Leghiamo i motorini a un palo davanti a un locale di San Lorenzo. Uno dei due titolari, quello che si occupa di organizzare i concerti, si mostra subito disponibile, cosa che non capita quasi mai. È un tipo stravagante ma simpatico. Riccioli incolti lungo la schiena e giubbotto da motociclista. Ascolta la nostra demo, gli piace. Dice che va bene e ci fissa una data. Ma a una condizione: per suonare da lui bisogna fare almeno una cover di Hendrix, altrimenti niente.
«Ma certo» assicuriamo noi. «Che problema c’è?»
Invece il problema c’è.

Abbiamo un repertorio di circa 20 pezzi, quasi tutti arrangiati per due chitarre e due voci. Una specie di versione grunge di Simon & Gurfunkel. Insomma, non è roba facilissima e siamo due perfezionisti. O meglio, mio cugino è un perfezionista, io sono un rompicoglioni. Comunque ci piace fare le cose fatte bene e proviamo e riproviamo ogni singolo pezzo dozzine di volte.
Così succede che ci troviamo con l’acqua alla gola e il tempo per scegliere un brano di Hendrix, arrangiarlo, provarlo e perfezionarlo non c’è.
Alla fine decidiamo di fare una Hey Joe supersputtanata, basta che ci grattiamo via sta rogna. Gli accordi si buttano lì, io la canterò così come viene.
Ma mi sta sul gozzo. Anche perché ho suonato Hey Joe talmente tante di quelle volte che mi è venuta a nausea.

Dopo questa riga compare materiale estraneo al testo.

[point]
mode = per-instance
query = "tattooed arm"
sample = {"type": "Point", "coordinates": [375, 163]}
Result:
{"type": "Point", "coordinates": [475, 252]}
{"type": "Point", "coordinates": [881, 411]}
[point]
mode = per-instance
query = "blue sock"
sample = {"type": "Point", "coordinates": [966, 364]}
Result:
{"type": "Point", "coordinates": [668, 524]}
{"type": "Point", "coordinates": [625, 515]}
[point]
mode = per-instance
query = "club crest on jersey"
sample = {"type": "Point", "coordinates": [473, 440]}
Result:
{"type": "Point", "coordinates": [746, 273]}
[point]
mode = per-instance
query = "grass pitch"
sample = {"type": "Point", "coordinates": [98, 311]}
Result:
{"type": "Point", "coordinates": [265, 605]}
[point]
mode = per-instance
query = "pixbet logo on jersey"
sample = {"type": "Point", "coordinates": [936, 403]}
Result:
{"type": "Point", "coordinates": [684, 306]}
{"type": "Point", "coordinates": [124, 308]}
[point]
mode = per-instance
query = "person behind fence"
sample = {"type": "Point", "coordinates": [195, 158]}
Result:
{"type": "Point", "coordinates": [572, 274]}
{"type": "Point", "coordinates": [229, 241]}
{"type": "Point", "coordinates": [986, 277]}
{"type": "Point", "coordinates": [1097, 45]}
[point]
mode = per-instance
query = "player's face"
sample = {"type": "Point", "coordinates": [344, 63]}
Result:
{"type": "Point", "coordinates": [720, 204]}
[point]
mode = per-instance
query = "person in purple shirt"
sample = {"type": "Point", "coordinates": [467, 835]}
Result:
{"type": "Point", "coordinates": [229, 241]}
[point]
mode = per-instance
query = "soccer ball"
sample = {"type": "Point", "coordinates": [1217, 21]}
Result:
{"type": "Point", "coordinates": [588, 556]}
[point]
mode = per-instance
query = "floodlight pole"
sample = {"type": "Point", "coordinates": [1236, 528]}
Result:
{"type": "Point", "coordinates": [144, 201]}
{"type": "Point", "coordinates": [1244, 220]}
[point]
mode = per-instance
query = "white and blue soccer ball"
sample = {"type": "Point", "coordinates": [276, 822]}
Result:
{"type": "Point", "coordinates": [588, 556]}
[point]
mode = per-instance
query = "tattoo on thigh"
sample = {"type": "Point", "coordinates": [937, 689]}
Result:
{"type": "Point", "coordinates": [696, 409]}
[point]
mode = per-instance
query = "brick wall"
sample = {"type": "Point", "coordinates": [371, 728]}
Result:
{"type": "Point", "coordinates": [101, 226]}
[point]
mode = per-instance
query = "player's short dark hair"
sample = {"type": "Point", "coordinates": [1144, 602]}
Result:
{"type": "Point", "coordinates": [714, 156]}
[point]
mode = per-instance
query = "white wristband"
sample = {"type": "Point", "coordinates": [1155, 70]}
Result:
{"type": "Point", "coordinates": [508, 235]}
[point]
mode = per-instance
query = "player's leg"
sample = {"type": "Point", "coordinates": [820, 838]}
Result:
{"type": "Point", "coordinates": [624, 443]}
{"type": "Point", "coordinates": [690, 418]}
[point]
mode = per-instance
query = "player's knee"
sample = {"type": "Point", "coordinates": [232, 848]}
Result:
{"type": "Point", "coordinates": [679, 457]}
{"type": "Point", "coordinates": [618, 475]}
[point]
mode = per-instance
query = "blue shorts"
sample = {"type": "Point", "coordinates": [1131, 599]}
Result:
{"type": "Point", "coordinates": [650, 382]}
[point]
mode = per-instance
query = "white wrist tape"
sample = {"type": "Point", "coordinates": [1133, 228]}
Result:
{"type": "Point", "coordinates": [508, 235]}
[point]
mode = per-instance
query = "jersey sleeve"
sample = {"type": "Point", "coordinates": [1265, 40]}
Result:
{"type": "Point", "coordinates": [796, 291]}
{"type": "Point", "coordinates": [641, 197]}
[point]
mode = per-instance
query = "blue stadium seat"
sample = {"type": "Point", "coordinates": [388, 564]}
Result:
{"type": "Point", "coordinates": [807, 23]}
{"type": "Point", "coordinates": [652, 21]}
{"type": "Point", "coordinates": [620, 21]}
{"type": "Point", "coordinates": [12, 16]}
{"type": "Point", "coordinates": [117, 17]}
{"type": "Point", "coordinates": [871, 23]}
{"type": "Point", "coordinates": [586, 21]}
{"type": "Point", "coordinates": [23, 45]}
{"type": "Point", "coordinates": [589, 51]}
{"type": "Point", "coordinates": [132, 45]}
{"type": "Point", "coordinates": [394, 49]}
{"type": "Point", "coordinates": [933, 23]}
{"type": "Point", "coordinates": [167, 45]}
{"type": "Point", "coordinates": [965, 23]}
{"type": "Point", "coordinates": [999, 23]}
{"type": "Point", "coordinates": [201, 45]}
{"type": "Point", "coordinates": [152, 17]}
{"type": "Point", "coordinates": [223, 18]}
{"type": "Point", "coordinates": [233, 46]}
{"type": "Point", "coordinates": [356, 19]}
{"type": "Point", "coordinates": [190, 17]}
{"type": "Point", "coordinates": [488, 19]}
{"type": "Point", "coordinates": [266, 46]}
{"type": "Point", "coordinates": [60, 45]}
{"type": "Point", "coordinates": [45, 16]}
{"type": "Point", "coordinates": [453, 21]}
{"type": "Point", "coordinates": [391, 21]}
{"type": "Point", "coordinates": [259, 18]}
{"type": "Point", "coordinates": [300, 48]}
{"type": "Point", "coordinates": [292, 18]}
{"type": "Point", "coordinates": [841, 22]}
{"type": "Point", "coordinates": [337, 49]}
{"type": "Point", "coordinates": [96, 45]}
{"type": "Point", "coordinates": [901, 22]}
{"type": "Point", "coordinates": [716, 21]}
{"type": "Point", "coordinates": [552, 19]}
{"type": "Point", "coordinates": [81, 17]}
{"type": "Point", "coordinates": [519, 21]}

Arriva il giorno del nostro primo concerto. Siamo nel pub. È pieno di gente. Stiamo suonando e andiamo alla grande. Il miglior concerto inaugurale che si possa immaginare. Stiamo veramente spaccando, si divertono tutti.
Chiunque abbia mai provato a suonare nei locali sa bene quanto è difficile trovare un posto con un pubblico vero e numeroso, che ascolta e si diverte. E con un padrone che paga.
Ci siamo già sparati qualche birra. In fondo alla sala c’è una tavolata di amici completamente ubriachi. Pure noi siamo alticci, suoniamo senza risparmiarci, io lascio le tonsille sul microfono. I ragazzi seduti al tavolo sotto il palco non lesinano applausi: quando facciamo Elderly woman behind the counter in a small town dei Pearl Jam, una di loro ci chiede di suonarla ancora. Cioè vuole il bis.
Il bis! Nessuno mi aveva mai chiesto il bis!
È il concerto più fico che potessimo aspettarci. È veramente il posto ideale dove suonare.

Arriviamo alla fine della scaletta. Mio cugino fa:
«Ok, chiudiamo con Hey Joe
Ma io ormai sono montatissimo. O forse ho bevuto una birra di troppo.
«Ma vaffanculo Hey Joe, rifacciamo Elderly Woman
Mi guarda esterrefatto:
«Dobbiamo fare Hendrix, l’abbiamo promesso!»
«Ma chissenefrega di Hendrix, ci viene da schifo! Dai attacca con Elderly, che sti ragazzi qua ce l’hanno chiesta.»
Ancora applausi, risate e fiumi di birra.

Finita la serata. Il locale ormai è vuoto. È ora di riscuotere. E l’organizzatore ci passa accanto senza guardarci: non dice niente. All’improvviso ci rendiamo conto che abbiamo fatto il guaio. Ma che se l’è presa? Porca puttana, s’è incazzato davvero.
Si avvicina il suo collega e ci fa cenno di seguirlo alla cassa. Tira fuori i soldi e ci dice che siamo andati bene. A lui non gliene frega niente di Hendrix. Ma il suo amico, lui ci dà le spalle: lo salutiamo, non ci risponde.
Ho ancora impressa nella mente l’immagine della sua schiena, coi riccioloni che gli cascano sul giobbotto da motociclista. Ci passa accanto senza guardarci, non si volta, non ci parla.
Non abbiamo mai avuto il coraggio di tornare a chiedere di suonare lì.